Editor's note: These are excerpts from Chancellor James Moeser's prepared remarks for his second annual State of the University Address, which he delivered Sept. 4.

It's been a quiet week at Lake Wobegon.

It's been an incredible summer in Chapel Hill.

It was just a year ago, Sept. 5, when we gathered in this same space for my first State of the University Address. The biggest cloud on our horizon was the gaping hole in the state's budget. I addressed that issue early in the speech, and then moved on to raise the question of the long-term vision for Carolina, that of being the leading public university in America. I laid the groundwork for a major announcement on University Day of the goal for the Carolina First campaign, and I concluded with thoughts about Carolina's noble legacy of moral leadership and how that legacy should help define our future.

Six days later, a catastrophic act of terrorism changed our world, altering the context of everything around us. To be sure, we still have a state budget crisis, and I shall address that again today, although rather briefly, since there are currently more questions than answers about the state of the state. We still have a great vision for Carolina, and I shall center my remarks on that, with the hope that this will begin a yearlong conversation among all of us about what precisely it will mean to be America's leading public university.
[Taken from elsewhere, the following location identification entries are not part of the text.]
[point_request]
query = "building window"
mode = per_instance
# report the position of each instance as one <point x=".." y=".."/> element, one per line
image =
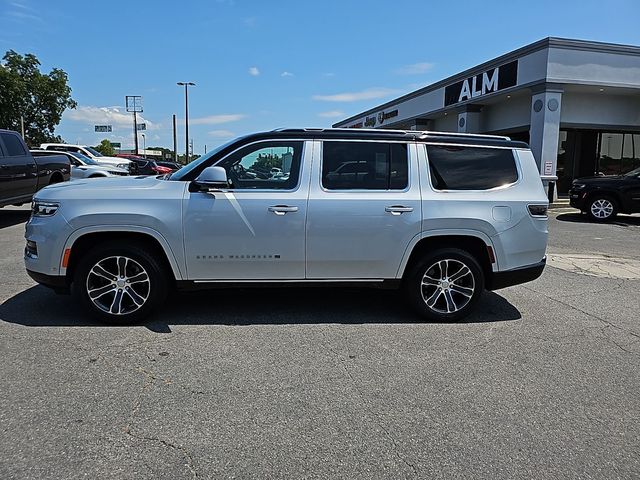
<point x="471" y="168"/>
<point x="618" y="153"/>
<point x="364" y="166"/>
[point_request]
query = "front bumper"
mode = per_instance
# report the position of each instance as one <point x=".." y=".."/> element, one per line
<point x="516" y="276"/>
<point x="56" y="282"/>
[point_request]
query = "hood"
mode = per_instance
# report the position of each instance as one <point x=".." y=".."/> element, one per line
<point x="120" y="188"/>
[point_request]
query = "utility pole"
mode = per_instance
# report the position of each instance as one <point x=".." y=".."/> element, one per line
<point x="186" y="116"/>
<point x="134" y="104"/>
<point x="175" y="140"/>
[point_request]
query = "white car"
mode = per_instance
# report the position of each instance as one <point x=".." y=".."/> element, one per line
<point x="443" y="216"/>
<point x="83" y="166"/>
<point x="91" y="153"/>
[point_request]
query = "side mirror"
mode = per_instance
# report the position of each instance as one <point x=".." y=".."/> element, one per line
<point x="211" y="178"/>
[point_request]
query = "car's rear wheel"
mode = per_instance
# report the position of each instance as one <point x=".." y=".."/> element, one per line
<point x="120" y="283"/>
<point x="602" y="208"/>
<point x="445" y="285"/>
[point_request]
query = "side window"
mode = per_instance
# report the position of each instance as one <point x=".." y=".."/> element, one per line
<point x="470" y="168"/>
<point x="13" y="145"/>
<point x="266" y="165"/>
<point x="364" y="165"/>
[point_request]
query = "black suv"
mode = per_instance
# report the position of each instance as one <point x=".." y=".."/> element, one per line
<point x="602" y="198"/>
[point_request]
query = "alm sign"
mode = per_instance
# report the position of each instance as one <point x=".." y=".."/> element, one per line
<point x="492" y="80"/>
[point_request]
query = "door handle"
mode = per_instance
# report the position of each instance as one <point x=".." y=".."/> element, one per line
<point x="282" y="209"/>
<point x="398" y="209"/>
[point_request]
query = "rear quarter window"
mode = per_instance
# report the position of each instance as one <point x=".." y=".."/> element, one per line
<point x="471" y="168"/>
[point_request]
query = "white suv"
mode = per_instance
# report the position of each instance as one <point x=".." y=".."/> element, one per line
<point x="92" y="153"/>
<point x="444" y="216"/>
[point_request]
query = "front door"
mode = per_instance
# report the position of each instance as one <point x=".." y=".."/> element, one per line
<point x="364" y="209"/>
<point x="255" y="230"/>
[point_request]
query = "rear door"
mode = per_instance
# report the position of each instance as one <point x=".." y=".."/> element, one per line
<point x="364" y="209"/>
<point x="18" y="169"/>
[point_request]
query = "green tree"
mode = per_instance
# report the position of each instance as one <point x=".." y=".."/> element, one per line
<point x="106" y="148"/>
<point x="39" y="98"/>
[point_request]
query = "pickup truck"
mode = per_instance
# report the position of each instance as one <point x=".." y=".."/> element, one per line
<point x="22" y="175"/>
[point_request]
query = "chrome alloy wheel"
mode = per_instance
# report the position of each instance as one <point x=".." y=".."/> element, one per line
<point x="118" y="285"/>
<point x="602" y="208"/>
<point x="447" y="286"/>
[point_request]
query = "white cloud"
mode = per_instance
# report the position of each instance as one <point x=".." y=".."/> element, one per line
<point x="221" y="133"/>
<point x="415" y="68"/>
<point x="215" y="119"/>
<point x="331" y="114"/>
<point x="116" y="116"/>
<point x="368" y="94"/>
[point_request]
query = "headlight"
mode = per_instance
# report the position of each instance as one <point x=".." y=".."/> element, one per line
<point x="44" y="209"/>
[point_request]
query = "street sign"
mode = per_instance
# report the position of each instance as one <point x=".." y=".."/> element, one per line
<point x="134" y="103"/>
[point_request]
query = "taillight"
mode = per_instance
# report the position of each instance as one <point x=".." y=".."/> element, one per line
<point x="538" y="210"/>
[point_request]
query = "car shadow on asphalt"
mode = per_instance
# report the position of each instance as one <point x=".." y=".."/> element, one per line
<point x="9" y="218"/>
<point x="40" y="307"/>
<point x="620" y="220"/>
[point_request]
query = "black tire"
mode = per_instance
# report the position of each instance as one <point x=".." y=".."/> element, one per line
<point x="120" y="303"/>
<point x="602" y="208"/>
<point x="445" y="292"/>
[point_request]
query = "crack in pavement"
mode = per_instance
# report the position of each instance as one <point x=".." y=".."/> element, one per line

The major portion of this address will attempt to put some real flesh on the bones of this vision, some concrete measures that we can use to mark our progress. But, as I said last year, there are also some intangible and immeasurable aspects of a great university, elements of culture and climate. I shall conclude today with an invocation of ideals that lie at the heart of our culture and tradition --- the idea that we exist for a higher purpose, as a bulwark of light and liberty undergirding freedom itself and serving, not ourselves, but the people of North Carolina and the United States. From this idea, we became "the university of the people."


The events of the past 12 months have made me proud to be your chancellor. I am proud of Carolina's response to the tragedy of Sept. 11 -- the outpouring of more than 10,000 people in respectful silence in Polk Place; the demonstrations of patriotism and public service that sprang up all over campus; the individual and random acts of kindness, especially those directed toward members of our community who are Arab or Muslim; the seminars and teach-ins that asked probing questions about America and the world.

I am proud of Carolina for the courage to choose a book for the purpose of helping our students understand the complex and often contradictory forces that shape our world. Reasonable people can, of course, disagree about the choice of this book, but our intent was unmistakable from the beginning. We should extend our understanding to those who disagree with us.


Finally, I have been proud to speak for the entire community in defending our fundamental rights as Americans from any who would seek to limit the scope of free expression and inquiry. In the past 12 months, UNC has shown the world what it is to be a great, free, American public university. Last year, I had no idea when I said we should be a university with the courage of our convictions, that we would be tested within the year.


We have all watched with grave concern as the governor and members of the General Assembly have struggled with what many agree is the most critical financial environment for state government since the Great Depression. North Carolina has experienced what some have called "the perfect storm" of bad economic news -- a national recession, the decline of traditional state industries, several court decisions with major financial impact, and two major hurricanes, combined with massive tax cuts enacted in the 1990s and other fiscal challenges.

In fiscal 2001-2002, the state's budget woes directly resulted in more than $44 million worth of reductions on our campus. Nearly $10 million of that total constituted recurring reductions. The rest was from non-recurring funds or reversions from our state accounts necessary because of the freeze placed on expenditures last May. Those losses meant we had to eliminate positions and people, delay other hiring, defer maintenance, reduce teaching and cut programs.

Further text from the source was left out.